Bill cleared his throat.

"What you said, I guess it was all around me, only I never seen it, not to put together. Just one thing. The manager at the Food Plant, he used to stop and kid me about all the fish I'd stole from the government in my time. He was abraggin' about how WFI had newer and better ways of gettin' things done, always newer and better every year. How come they couldn't keep caught up?"

"Bill, those new techniques that manager talked about were old stuff a hundred, two hundred years ago. The applications are new, some of them, but the basic ideas are old.

"The World Food Institute drew off all the scientific, inventive brains of the world, and put them to chasing food.

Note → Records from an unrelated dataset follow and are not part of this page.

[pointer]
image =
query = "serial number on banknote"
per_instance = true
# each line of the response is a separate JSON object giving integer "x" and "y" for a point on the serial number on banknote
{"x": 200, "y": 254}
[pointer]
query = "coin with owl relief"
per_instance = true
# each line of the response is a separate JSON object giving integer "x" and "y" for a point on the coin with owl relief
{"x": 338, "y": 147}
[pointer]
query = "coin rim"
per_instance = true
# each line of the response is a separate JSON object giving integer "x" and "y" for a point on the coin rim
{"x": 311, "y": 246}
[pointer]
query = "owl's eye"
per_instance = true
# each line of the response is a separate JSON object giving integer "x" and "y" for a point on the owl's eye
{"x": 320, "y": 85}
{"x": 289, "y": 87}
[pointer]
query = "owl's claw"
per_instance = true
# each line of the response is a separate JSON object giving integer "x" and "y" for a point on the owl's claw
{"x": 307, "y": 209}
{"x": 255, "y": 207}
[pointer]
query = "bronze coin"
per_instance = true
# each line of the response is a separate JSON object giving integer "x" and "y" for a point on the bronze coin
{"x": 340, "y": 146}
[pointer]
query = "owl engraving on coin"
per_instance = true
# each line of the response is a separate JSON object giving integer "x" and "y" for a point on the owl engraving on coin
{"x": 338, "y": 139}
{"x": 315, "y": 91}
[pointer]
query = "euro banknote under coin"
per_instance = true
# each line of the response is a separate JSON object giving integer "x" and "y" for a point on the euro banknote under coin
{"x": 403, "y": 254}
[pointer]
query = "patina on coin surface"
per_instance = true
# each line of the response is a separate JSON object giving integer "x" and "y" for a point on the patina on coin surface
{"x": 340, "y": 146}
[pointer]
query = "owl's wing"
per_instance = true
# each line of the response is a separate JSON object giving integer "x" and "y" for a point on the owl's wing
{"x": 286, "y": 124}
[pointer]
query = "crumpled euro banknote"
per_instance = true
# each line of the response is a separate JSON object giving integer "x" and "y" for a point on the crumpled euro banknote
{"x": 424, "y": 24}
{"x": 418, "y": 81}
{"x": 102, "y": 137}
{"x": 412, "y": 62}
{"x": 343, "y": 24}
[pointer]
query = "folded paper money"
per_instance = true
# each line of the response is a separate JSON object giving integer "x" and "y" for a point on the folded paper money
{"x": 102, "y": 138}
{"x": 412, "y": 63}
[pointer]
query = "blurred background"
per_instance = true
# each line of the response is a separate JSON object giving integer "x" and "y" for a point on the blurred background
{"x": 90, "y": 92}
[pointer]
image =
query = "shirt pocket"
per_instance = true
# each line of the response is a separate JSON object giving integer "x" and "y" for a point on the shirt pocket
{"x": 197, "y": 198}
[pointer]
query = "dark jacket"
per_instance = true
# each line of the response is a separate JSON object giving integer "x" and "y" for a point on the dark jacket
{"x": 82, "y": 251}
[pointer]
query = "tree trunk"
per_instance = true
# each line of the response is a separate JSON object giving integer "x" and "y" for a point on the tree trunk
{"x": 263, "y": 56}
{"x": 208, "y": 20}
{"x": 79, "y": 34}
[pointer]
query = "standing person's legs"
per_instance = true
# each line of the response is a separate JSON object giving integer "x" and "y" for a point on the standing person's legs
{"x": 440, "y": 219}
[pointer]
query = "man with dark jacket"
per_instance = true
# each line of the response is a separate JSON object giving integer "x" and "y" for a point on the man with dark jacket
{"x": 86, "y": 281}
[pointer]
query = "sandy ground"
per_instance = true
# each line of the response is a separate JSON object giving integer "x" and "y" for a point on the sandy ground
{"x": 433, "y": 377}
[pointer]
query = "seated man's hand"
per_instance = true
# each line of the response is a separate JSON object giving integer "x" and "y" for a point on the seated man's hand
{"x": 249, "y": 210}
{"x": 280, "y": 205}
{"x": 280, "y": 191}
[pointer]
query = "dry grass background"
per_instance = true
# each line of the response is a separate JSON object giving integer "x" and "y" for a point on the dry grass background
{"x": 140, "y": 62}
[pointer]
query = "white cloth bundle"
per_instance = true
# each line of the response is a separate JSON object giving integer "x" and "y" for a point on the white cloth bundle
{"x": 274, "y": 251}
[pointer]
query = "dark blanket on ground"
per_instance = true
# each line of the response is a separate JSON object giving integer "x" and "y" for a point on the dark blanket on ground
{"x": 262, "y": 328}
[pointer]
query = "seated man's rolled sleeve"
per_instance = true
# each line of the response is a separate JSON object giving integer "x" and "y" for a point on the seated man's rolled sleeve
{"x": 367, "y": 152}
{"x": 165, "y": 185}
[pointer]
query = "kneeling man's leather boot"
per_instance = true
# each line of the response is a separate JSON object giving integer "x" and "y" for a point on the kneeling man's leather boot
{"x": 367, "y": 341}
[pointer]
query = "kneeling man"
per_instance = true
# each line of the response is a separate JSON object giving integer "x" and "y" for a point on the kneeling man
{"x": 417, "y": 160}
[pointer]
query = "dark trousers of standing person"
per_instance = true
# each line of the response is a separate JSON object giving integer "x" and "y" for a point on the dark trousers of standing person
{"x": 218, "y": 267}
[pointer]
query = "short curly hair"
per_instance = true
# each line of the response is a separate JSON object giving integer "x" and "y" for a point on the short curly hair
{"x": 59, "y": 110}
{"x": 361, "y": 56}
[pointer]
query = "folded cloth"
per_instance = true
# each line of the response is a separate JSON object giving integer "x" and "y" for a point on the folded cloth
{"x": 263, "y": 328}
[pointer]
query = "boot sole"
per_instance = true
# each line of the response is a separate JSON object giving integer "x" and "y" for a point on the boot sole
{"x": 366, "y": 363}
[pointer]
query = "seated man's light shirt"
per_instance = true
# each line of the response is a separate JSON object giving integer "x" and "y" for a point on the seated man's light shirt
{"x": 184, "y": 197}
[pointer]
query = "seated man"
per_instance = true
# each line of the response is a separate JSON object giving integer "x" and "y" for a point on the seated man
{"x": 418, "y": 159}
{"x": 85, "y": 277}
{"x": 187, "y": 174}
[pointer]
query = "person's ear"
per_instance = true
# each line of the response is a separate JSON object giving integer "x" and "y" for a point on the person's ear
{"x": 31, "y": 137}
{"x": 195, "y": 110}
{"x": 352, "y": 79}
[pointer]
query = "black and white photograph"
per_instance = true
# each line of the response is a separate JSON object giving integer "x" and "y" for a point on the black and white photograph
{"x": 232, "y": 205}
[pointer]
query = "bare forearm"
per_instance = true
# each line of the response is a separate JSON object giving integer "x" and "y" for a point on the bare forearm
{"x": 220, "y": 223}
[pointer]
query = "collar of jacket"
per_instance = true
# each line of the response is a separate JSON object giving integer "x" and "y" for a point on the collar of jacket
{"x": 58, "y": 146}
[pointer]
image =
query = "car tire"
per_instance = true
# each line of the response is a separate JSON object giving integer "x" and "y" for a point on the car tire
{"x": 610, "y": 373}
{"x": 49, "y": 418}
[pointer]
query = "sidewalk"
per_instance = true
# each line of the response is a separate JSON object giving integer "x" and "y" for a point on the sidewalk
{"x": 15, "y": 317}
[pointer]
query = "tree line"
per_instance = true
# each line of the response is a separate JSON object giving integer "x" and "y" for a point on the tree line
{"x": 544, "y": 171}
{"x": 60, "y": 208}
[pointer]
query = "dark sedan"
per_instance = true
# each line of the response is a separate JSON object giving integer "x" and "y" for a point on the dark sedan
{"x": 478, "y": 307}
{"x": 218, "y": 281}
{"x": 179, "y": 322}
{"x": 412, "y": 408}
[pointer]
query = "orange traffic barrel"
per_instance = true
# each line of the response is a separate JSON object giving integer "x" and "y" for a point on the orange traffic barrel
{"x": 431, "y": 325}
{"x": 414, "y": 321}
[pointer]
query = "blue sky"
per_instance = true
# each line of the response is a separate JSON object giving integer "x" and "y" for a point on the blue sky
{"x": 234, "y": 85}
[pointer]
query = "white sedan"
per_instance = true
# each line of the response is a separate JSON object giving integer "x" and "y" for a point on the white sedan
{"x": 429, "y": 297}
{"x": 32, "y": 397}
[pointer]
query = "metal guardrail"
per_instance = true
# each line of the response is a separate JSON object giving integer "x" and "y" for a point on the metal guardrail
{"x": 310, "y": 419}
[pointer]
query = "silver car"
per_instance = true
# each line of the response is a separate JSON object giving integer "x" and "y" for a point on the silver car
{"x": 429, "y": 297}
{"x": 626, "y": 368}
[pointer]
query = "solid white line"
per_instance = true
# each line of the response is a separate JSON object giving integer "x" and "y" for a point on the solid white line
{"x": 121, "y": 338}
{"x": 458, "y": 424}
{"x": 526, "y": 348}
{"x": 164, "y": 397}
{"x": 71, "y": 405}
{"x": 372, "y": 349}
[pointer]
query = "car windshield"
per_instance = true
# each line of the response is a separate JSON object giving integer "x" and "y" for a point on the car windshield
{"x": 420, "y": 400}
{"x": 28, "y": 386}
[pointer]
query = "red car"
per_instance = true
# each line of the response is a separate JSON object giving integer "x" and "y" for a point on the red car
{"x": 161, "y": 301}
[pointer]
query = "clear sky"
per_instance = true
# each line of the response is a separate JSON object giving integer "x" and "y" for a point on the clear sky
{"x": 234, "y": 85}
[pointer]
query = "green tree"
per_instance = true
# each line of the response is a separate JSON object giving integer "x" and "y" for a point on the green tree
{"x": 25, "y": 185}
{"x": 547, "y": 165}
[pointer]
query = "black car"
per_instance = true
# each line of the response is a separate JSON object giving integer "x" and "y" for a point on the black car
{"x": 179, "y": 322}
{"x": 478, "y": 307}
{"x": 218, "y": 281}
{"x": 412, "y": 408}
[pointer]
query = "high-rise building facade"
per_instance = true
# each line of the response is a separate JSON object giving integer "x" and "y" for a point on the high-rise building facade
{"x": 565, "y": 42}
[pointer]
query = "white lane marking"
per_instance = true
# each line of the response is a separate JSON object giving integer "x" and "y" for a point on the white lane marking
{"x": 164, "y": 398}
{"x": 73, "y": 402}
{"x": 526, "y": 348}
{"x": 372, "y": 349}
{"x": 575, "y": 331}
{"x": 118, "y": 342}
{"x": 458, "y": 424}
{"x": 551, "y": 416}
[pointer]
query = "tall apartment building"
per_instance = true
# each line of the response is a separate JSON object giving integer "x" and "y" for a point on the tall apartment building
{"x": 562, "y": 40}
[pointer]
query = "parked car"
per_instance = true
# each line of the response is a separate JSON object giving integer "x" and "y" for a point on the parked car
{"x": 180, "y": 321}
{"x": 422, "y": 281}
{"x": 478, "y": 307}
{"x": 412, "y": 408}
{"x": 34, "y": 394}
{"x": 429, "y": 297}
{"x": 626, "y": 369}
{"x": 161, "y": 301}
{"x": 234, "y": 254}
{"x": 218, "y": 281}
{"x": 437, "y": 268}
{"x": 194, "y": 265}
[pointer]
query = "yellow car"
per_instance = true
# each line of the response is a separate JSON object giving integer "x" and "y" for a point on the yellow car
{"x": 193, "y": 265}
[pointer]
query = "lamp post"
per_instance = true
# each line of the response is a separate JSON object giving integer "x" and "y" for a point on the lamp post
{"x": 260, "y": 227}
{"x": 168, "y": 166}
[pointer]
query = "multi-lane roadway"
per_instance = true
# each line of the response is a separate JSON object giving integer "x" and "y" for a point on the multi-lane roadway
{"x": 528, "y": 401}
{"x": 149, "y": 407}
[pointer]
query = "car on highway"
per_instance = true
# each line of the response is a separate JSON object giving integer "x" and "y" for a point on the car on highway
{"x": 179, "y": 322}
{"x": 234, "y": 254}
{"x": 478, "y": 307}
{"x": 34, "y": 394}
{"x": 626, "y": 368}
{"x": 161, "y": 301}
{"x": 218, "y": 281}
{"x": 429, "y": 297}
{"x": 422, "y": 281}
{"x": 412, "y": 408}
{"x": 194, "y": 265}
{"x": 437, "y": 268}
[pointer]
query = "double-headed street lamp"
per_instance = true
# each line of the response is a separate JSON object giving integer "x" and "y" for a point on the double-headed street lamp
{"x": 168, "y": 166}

No time for basic research, basic development; just time for tinkering and retinkering old ideas. Been no new basic idea for a couple of centuries. Too much need for immediate, practical results. The well is dry, and it won't be filled again with a reservoir of new, big ideas, not in our time. Been living off the past; and the present has caught up with us."


Before Carter left the island to visit the other stations, I had a chance to have a talk with him.

"Was that sociologist, Ranson, in on this?"

"No. We had to be careful. Still have to be. Just a few of us. That's why the loss of the bird colonies here had to seem natural, or at least a natural accident. And I had to keep clear of it. You can see that."

"Carter, what happens on the mainland when things break up?"

"Won't be pretty. Bad. Very bad."

"For example?"

"You read the ecology book. What happens when a species multiplies beyond its ability to feed itself?"


A dozen new Rollins Islanders showed up a few at a time in Carter's helicopter. We've been working and waiting a long time now, waiting for Carter to come back. For over a year now, our boat has made no crossing to the mainland. Last night, over twenty-five miles of sea in clear weather, we saw the sky lit by a great fire.

I haven't forgotten those rats. I dream about them, tearing one another with bloody fangs.